Apakah Benar Menyantap Daging Sapi Mempercepat Perubahan Iklim?

By National Geographic Indonesia, Senin, 5 Desember 2022 | 07:00 WIB
Petang hari ratusan sapi milik warga di Labuan Merak kembali ke kandang setelah digembalakan di sabana, pesisir Taman Nasional Baluran. (Yunaidi/National Geographic Indonesia)

Nationalgeographic.co.id—Ada beberapa fakta menarik di balik nikmatnya mengonsumsi panganan daging sapi yang kita gemari.

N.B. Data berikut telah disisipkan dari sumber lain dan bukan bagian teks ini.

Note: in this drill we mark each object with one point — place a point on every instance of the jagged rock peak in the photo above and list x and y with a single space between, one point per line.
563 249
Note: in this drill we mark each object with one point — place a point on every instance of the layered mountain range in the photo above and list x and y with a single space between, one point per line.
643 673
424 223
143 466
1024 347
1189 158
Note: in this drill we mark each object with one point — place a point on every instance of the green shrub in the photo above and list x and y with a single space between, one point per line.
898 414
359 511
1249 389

Dimulai dari sejarah asalnya sapi. Nenek moyang sapi adalah auroch, binatang yang dikenal kuat, pintar, dan sangat gesit. Julius Caesar dalam karyanya pernah mengatakan ketakutannya bertemu dengan auroch di alam liar. Orang Romawi kuno kadang membawa auroch ke Colloseum untuk bertarung melawan gladiator.

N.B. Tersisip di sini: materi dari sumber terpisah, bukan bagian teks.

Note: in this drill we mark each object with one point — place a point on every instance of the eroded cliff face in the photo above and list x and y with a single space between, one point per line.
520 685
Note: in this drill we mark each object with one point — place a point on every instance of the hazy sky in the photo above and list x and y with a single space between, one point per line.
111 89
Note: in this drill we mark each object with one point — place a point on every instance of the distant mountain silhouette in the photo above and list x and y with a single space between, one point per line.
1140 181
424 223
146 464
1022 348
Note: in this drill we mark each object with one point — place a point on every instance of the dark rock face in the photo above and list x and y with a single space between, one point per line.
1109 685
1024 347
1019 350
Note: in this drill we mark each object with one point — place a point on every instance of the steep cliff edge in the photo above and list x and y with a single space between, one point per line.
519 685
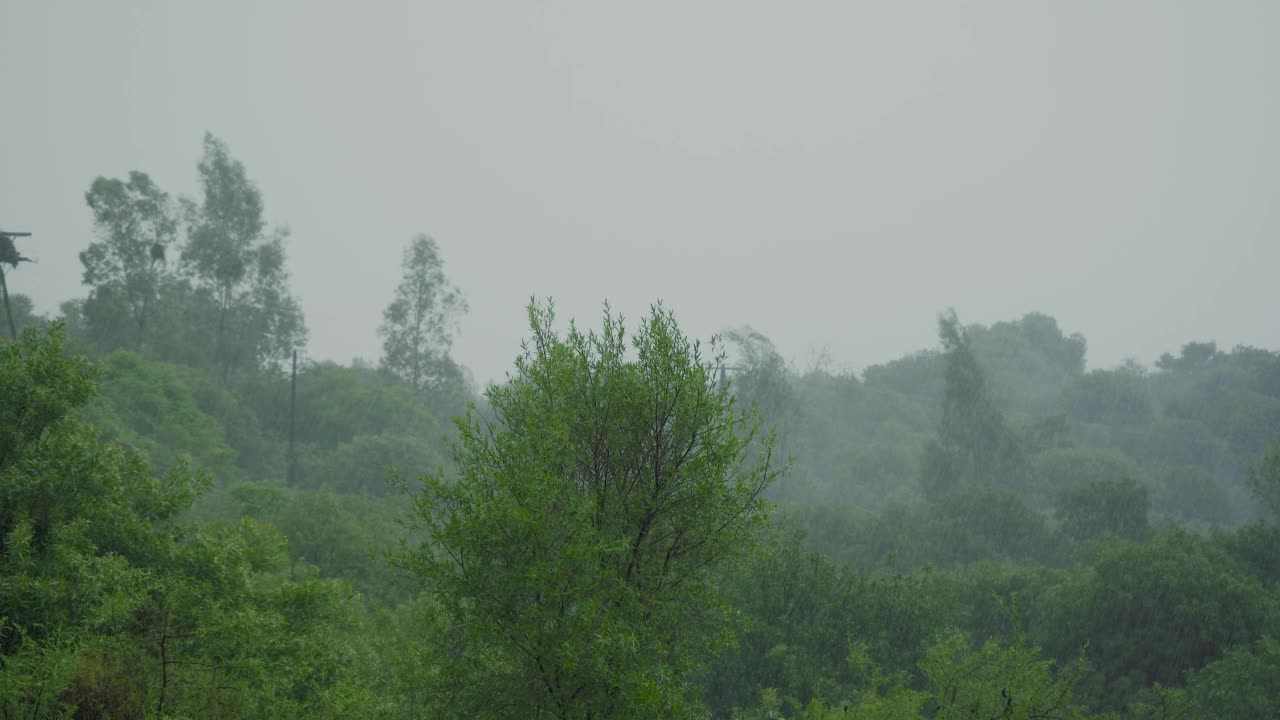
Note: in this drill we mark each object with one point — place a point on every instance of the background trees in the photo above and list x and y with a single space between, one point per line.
126 267
571 560
419 324
229 254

Di satu sisi, orang-orang Romawi kuno mulai memerah dan mengonsumsi susu auroch. Lambat laun, auroch mulai dipelihara dan diternak hingga berkembang menjadi 800 keturunan berbeda. Kini , spesies asli auroch sudah punah, betina terakhirnya ditemukan mati 300 tahun lalu di Polandia.

Pada 1920, dua orang penjaga kebun binatang di Jerman mengembangbiakkan auroch dari sapi domestik yang merupakan keturunan asli dari auroch. Menurut mereka, suatu spesies tidak akan punah selama gennya masih tersedia. Buah pikiran mereka menghasilkan keturunan sapi Heck, sapi yang selama ini kita lihat dan konsumsi.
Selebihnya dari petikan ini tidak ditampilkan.